CINGLANTE LA RÉPLIQUE ANTICIPÉE D'ALPHA CONDÉ
Propos de Macron sur l’Afrique
Pas une déclaration, aucune réaction. Les chapelles présidentielles n’ont pas tinté les cloches de l’indignation. Dans un silence coupable, à la limite approbateur, les chefs d’Etat africains, les organisations régionales ou sous-régionales n’ont signé aucun communiqué regrettant ou recadrant les propos condescendants d’Emmanuel Macron sur la démographie galopante qui freinerait le développement de l’Afrique. La seule réponse d’un officiel africain est à retrouver en amont du G20. Habitué ces derniers temps à des diatribes sur l’ingérence colonialiste de la France, Alpha Condé a apporté une réplique anticipée au président français. Morceaux choisis.
Le tollé médiatique des propos d'Emmanuel Macron est à la hauteur des réactions d'indignation et de condamnation sur les réseaux sociaux. Répondant aux questions d'un journaliste ivoirien lors du sommet du G20 en Allemagne, Emmanuel Macron avait fait le lien entre le sous-développement de l'Afrique et l'explosion démographique sur le continent dans des propos qui rappellent le discours de Dakar de Nicolas Sarkozy.
Macron voit la démographie en Afrique comme un «défi civilisationnel»
«Le défi de l'Afrique, il est totalement différent. Il est beaucoup plus profond, il est civilisationnel aujourd'hui. Quels sont les problèmes en Afrique ? Les États faillis, les transitions démocratiques complexes, la transition démographique qui est, je l'ai rappelé ce matin, l'un des défis essentiels de l'Afrique. Quand des pays ont encore aujourd'hui 7 à 8 enfants par femme, vous pouvez décider d'y dépenser des milliards d'euros, vous ne stabiliserez rien», a analysé Emmanuel Macron, ce samedi 8 juillet.
Face à ses propos qualifiés en chœur de «racistes» par la presse anglo-saxonne, aucune grimace, aucun mot de Macky Sall, le président sénégalais, ou d'Alpha Condé, le président en exercice de l'Union africaine, qui encaissent le coup et ne pipent pas. Pire, au lendemain de cet «affront» contre le continent, aucun chef d'Etat ou haut responsable africain n'a répondu au président français.

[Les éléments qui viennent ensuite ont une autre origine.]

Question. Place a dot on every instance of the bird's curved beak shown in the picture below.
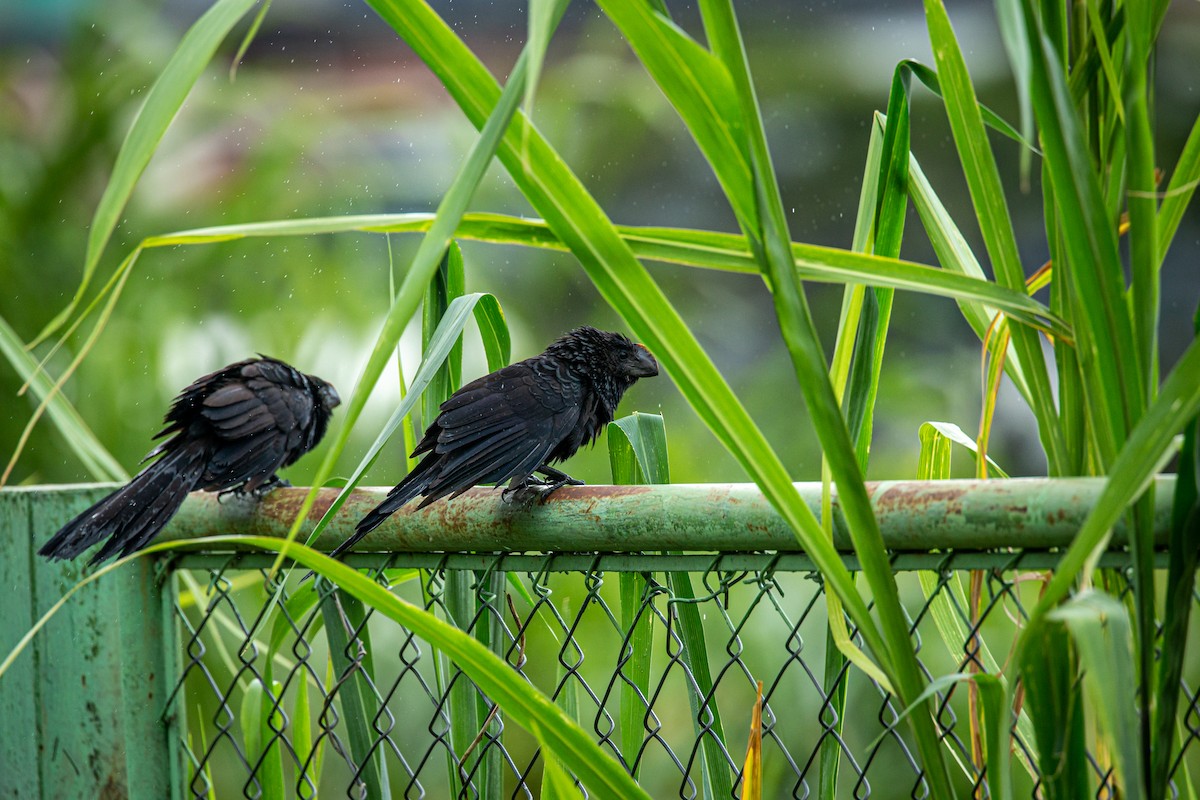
(330, 397)
(645, 366)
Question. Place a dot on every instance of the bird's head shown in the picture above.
(605, 356)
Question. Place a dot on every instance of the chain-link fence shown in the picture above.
(657, 656)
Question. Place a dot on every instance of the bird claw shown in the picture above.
(523, 494)
(258, 492)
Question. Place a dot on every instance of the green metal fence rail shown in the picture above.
(147, 683)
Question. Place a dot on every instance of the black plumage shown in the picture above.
(229, 431)
(520, 420)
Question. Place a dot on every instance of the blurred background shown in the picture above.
(331, 114)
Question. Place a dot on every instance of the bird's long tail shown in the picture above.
(413, 485)
(132, 515)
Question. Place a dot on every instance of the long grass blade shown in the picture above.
(78, 437)
(163, 101)
(1103, 636)
(991, 211)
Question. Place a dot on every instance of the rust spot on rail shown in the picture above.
(915, 497)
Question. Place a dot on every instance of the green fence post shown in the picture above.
(83, 707)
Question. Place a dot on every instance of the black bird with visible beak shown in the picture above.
(520, 420)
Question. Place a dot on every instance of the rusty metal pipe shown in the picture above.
(1033, 513)
(913, 516)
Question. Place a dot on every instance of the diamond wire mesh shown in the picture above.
(251, 731)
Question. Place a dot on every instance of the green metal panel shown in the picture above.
(87, 699)
(19, 775)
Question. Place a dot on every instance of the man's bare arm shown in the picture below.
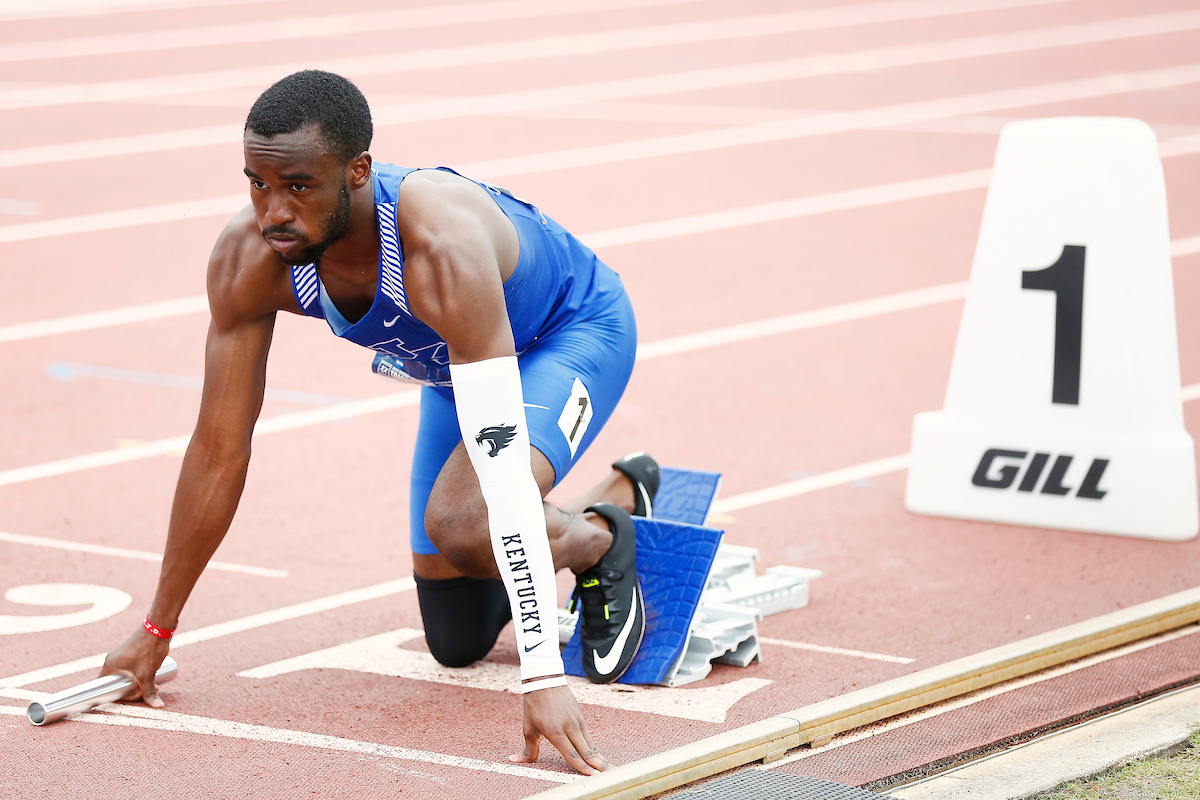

Comme une prémonition, le silence du président guinéen, pourtant hôte du sommet où les propos de Macron ont été prononcés, s'expliquerait peut-être par cette réponse anticipée lors du Forum panafricain de la jeunesse à N'Djamena au Tchad. En réponse à une phrase de Youssouf Abassalah, le ministre tchadien de la Jeunesse sur la démographie africaine, Alpha Condé pioche un CD dans son armoire à disques anticolonialiste.
Alpha Condé avait déjà anticipé et répondu à cette vision «macronienne»
«Quand vous parlez de démographie galopante, c'est du Malthusianisme, c'est contre l'Afrique. Aujourd'hui, les autres continents nous envient notre démographie, parce que ce sont des peuples vieillissants. Notre jeunesse est notre avantage. Donc, nous devons nous approprier notre propre langage en fonction de ce que nous voulons pour l'Afrique», a fait savoir le président guinéen.
Sur les causes du retard de l'Afrique, l'analyse du chef de l'Etat guinéen est très différente. Emmanuel Macron évoque au G20, «la route des trafics, multiples, qui nécessitent des réponses en termes de sécurité (trafic de drogues, trafic d'armes, trafic humains, trafic de biens culturels)», ainsi que «le terrorisme islamiste», comme les autres causes du sous-développement.
Alpha Condé estime lui que si l'Afrique est en retard c'est à cause de «l'esclavage qui a vidé l'Afrique de ses forces vives les plus jeunes» et qui l'a empêché d'«être au rendez-vous de la révolution industrielle». Un retard qui sera rattrapé, plaide le président guinéen, en investissant sur la jeunesse, l'électricité. Autant de chantiers sur lesquels le président de l'Union africaine est attendu lors de son mandat à la tête de l'agora africaine.